JEPA Calendar Training Report

Date: 2026-06-12

Summary

The calendar data was prepared and trained in two stages.

First, the new calendar data was trained by itself for 6 repeated passes. Each pass used a fresh validation split. This tested whether the model could learn from the calendar data alone.

Second, the calendar data was mixed back into the original public training set and trained for 4 more repeated passes. Each mixed pass trained every public dataset and then trained one combined model across all public data.

The best final result came from mixed pass 2. Its combined validation loss was 0.0064. The previous initial combined pass had a validation loss of 0.0183, so the best new mixed run was about 64.9 percent lower on the JEPA validation objective.

This means the model learned the self supervised prediction task better in the new mixed run. It does not, by itself, prove that real world scheduling decisions improved. That still needs a downstream scheduler evaluation.

What Data Was Used

New Calendar Hugging Face Data

The final calendar set included 6 sources:

Source type What it adds
Korean academic calendar questions and answers Month level academic schedule examples.
German calendar intent text Calendar query, set, and remove examples in German.
German MASSIVE calendar annotations Calendar intent examples with richer slot annotations.
Microsoft scheduling availability examples Participant availability blocks and meeting constraints.
SGD calendar dialogue turns Conversational examples about creating, checking, and confirming calendar events.
Konkuk academic calendar events Real dated academic events with start and end dates.

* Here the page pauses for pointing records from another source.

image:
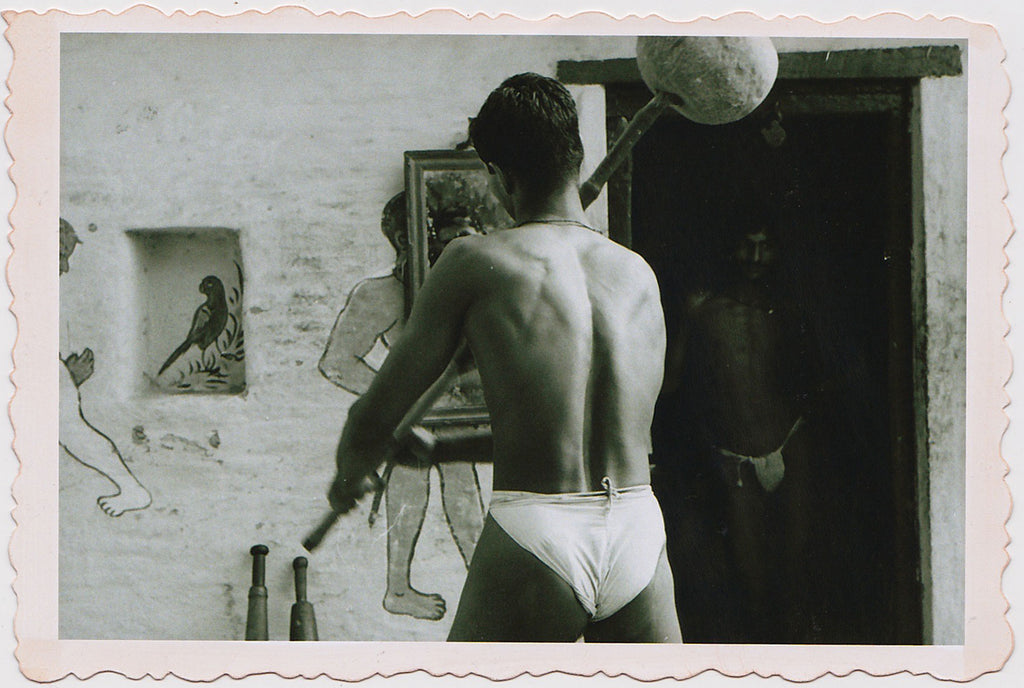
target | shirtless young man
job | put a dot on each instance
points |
(567, 331)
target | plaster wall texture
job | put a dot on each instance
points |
(296, 141)
(944, 152)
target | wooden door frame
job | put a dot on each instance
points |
(885, 80)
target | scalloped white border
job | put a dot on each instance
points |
(32, 139)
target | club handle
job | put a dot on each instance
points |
(314, 539)
(256, 620)
(640, 123)
(300, 564)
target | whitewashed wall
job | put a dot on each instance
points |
(297, 142)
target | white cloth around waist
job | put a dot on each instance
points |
(605, 545)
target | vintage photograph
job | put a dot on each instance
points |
(645, 338)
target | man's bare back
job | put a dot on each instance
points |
(569, 339)
(568, 334)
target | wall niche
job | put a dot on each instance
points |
(189, 289)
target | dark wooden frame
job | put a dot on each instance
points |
(418, 163)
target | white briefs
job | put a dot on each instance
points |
(605, 545)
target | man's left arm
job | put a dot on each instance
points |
(419, 356)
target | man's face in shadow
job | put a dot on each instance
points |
(755, 255)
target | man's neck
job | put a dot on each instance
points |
(560, 205)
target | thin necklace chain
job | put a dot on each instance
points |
(554, 221)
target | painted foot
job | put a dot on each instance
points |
(132, 498)
(415, 603)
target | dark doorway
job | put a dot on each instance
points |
(824, 166)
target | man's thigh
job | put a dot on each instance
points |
(511, 596)
(650, 617)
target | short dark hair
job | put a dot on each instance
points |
(528, 127)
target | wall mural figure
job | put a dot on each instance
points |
(357, 345)
(215, 324)
(80, 438)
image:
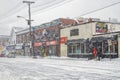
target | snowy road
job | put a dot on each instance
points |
(56, 69)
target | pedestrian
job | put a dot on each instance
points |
(95, 53)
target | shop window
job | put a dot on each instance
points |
(74, 32)
(78, 48)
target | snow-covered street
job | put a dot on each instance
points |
(58, 69)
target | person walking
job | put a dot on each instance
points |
(95, 53)
(99, 53)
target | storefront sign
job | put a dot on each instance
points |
(47, 43)
(63, 40)
(38, 44)
(53, 42)
(101, 27)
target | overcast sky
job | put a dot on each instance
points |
(47, 10)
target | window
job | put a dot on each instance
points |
(74, 32)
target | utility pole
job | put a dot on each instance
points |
(29, 23)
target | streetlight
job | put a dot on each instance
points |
(29, 34)
(29, 23)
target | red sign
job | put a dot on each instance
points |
(38, 44)
(63, 40)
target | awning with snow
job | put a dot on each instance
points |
(75, 41)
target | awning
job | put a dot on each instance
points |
(101, 39)
(75, 41)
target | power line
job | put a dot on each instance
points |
(52, 5)
(100, 9)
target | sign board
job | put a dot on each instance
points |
(109, 42)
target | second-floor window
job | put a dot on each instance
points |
(74, 32)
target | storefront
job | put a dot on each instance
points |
(78, 48)
(108, 45)
(49, 48)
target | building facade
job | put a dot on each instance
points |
(47, 37)
(81, 39)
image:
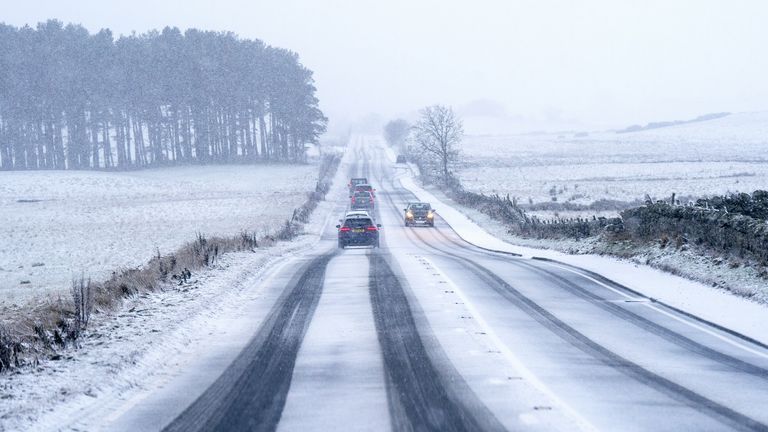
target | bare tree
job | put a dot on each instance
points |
(438, 134)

The calendar set contained:

Count Value
Prepared calendar windows 15,532
Typical train windows per split About 13,900 to 14,000
Typical validation windows per split About 1,500 to 1,600
Preparation errors 0

Original Public Training Data

The mixed phase used the original public training data plus the new calendar set. The mixed set included:

Dataset group What it represents
Public holiday calendar data All day calendar and holiday structure.
New Hugging Face calendar data Calendar language, scheduling constraints, and academic events.
OpenProject and Taiga data Project tasks, work packages, and issue tracker activity.
GitHub event data Code and project activity patterns.
MS-LaTTE Task timing preference examples.
Enron-derived sources Email and communication activity.
Public Jira Large-scale project and issue activity.
SmartToDo coded data Task and to do intent examples.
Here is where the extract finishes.